Volume 6, Number 2 – March-April, 2006 Issue

In this Edition
1. Six Successful Habits To Increase Your Productivity and Client Base
2. From Stress to Success
4. Recommended Reading

Six Successful Habits to Increase Your Productivity and Client Base
Real success is based on truly identifying your target markets, your ideal client base.
Prepare a list of your 20 top clients and your 20 top prospects, and never let more than 30 days go by without being in touch with them.

Ask your clients for referrals. Who else do they know who might benefit from what you have to offer?

Plan every single day to maximize productivity.

Evaluate your client and prospect base regularly.

Set goals and high expectations for yourself.

Work outside of the box. Be prepared to do the things other people are not prepared to do.
Be prepared to work unsociable hours, weekends if necessary, doing what ever it takes to succeed.

Know where you want to go with your business. Work your plan consistently and plan to succeed.

Successful business people know this and keep it top of mind in all their client interactions.

Think not what your clients can do for you, but what you can do for them. Always focus on building meaningful RELATIONSHIPS with your clients.

Do not think sale, think SERVICE. If you take care of serving your clients, the sale will take care of itself every time, and your clients will refer and introduce you to your future clients.

Do not so much market your products or services, market what solutions and benefits your products and services provide for your clients.

Work with your clients to help them, and you, understand what their real NEEDS are. Put the fancy brochures away at first. Get to know your clients on a personal level. Earn the right to do business with them.

Remember. People do not care what you know until they know that you care. We do business with people we like, respect and most important, who we trust.

Rejection and disappointment are part and parcel of the daily business of successful sales professionals. In fact, if you are not getting rejected often, you are probably not speaking to enough people, making enough calls.

The failure of many potentially great sales people is taking rejection personally; remember a “no” is just a request for further information.

Successful people in business do not worry about failure. In fact, they know that every setback leads them closer to success. Henry Ford wisely said, “Failure is just another opportunity to begin again more intelligently.”

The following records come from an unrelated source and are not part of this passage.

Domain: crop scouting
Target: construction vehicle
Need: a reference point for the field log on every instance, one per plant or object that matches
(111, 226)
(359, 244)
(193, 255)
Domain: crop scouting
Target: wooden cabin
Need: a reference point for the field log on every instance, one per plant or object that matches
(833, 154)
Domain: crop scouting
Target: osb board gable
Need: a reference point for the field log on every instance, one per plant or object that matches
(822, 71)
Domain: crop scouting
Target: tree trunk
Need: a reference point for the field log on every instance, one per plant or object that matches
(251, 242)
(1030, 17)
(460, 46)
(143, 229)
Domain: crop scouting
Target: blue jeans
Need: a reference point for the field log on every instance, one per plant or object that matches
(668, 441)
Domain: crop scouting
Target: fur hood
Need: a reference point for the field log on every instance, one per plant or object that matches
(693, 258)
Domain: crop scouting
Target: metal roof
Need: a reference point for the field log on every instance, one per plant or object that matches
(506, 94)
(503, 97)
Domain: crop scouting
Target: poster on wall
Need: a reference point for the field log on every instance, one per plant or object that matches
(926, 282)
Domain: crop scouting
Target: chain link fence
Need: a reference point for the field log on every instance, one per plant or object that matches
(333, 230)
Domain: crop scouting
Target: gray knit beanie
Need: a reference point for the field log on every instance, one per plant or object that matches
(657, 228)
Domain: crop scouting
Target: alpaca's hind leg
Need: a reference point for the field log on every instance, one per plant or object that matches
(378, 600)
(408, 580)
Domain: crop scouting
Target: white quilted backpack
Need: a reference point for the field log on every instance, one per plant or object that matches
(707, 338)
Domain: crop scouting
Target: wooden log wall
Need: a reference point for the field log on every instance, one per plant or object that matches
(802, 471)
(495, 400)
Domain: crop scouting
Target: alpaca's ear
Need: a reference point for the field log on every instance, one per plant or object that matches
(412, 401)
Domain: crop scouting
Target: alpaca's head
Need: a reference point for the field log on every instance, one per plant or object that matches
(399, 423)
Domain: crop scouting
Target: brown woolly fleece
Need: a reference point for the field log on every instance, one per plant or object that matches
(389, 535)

Talk to enough people in a day and you will ultimately succeed. Be patient, believe in yourself, your products and services, and be proud of the organization that you represent.

How often are you out there promoting your products and services? How often do you ask your existing clients for a referral and most important, an introduction to that person?
Every time you come in to contact with people is a golden OPPORTUNITY for you to promote your business both directly and indirectly.

Join your local chamber of commerce, board of trade, local business networking group etc.
Be seen, get involved and become known in your local community. Visibility breeds success.

Dale Carnegie said, “You will make more friends in two months by being interested in other people than you will do in two years by trying to get people interested in you.” Most people are not very good listeners. Truly successful people in all walks of life have a skill for listening and it truly is a skill.

Make it a daily practice to do less talking and more listening to your clients. Try using the 80/20 rule. It is not easy; we all want to talk, about ourselves, about our products and services, about what we have to offer. The art of great communication, making a connection with people, and of building successful relationships with your clients, is to listen to what they are telling you and being truly interested in them.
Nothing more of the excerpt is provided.